Ich lehnte an der Spüle, während ich mit einem meiner äußerst nützlichen Arbeitsutensilien, das ich gern als mein magisches Auge bezeichnete, das Gepäck filzte – einen überdimensionalen Seesack, natürlich aus meinem eigenen Fundus, der allerdings nur dem äußeren Anschein nach einem Schrank gleichkam. In Wirklichkeit war er mit Magie noch weit geräumiger gemacht worden. Wer konnte also schließlich wissen, was das Kind alles darin verschwinden hatte lassen? Es war nicht so, dass ich einem Zehnjährigen nicht zutraute, seinen Krempel zu packen. Ich wollte einfach nur sicher gehen. Ich wollte vermeiden, dass er sich in der Schule irgendwelchen Ärger einhandelte, so verhalten sich verantwortungsbewusste Erziehungsberechtigte. Aber war Sev vielleicht dankbar dafür?

Die Arme vor der Brust verschränkt, stand er in den Türrrahmen gelehnt, und würdigte mich keines Blickes, während ich seine Besitztümer inspizierte. Die strähnigen schwarzen Haare fielen ihm ins Gesicht und verdeckten die gleichfalls schwarzen Augen, aber ich war auch so sicher, dass ihm nichts von meinem Treiben entging. Als ich das magische Auge verstaute, nach meinem Zauberstab fingerte und ihn mit den Worten „Accio Bücher!" auf das Gepäck richtete, hob er den Kopf und sandte einen ungehaltenen Blick zu mir herüber.
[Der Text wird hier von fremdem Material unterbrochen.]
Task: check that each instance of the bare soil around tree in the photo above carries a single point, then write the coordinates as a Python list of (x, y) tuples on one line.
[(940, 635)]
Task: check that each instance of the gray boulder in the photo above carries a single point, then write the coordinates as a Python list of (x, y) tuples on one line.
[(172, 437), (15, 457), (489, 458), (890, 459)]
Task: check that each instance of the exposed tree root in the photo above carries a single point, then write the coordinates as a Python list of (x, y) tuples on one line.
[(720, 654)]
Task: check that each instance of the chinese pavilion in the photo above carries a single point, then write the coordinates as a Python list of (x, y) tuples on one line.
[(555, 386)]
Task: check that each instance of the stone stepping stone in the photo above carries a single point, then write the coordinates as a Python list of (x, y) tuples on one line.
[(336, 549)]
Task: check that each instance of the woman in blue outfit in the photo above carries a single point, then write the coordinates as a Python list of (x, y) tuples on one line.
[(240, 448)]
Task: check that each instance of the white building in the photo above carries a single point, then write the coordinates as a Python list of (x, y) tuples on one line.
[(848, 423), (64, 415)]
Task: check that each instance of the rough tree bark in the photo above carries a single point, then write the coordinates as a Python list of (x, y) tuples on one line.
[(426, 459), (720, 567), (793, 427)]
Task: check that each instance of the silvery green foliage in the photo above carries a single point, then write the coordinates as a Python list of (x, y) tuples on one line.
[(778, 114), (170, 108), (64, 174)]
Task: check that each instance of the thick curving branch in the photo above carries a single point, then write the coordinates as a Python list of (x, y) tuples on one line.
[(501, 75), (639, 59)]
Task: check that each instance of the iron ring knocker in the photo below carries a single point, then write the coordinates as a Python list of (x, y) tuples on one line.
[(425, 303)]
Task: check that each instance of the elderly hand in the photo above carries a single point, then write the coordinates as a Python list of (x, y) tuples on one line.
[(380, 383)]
Die Bücher (es waren nicht weniger als 28 neben denen, die er tatsächlich für den Unterricht brauchen würde) waren rasch durchgesehen, und wäre Sev in einem anderen Haushalt als meinem großgeworden, hätte ich noch um einiges strenger zensiert. So legte ich die „Grundlagen der alchimistischen Synthese"kommentarlos beiseite, hielt „Höchst potente Zaubertränke" sowie „Worte der Verwandlung bis 1500"in die Höhe mit den Worten: „Nicht bis zu den ZAGs."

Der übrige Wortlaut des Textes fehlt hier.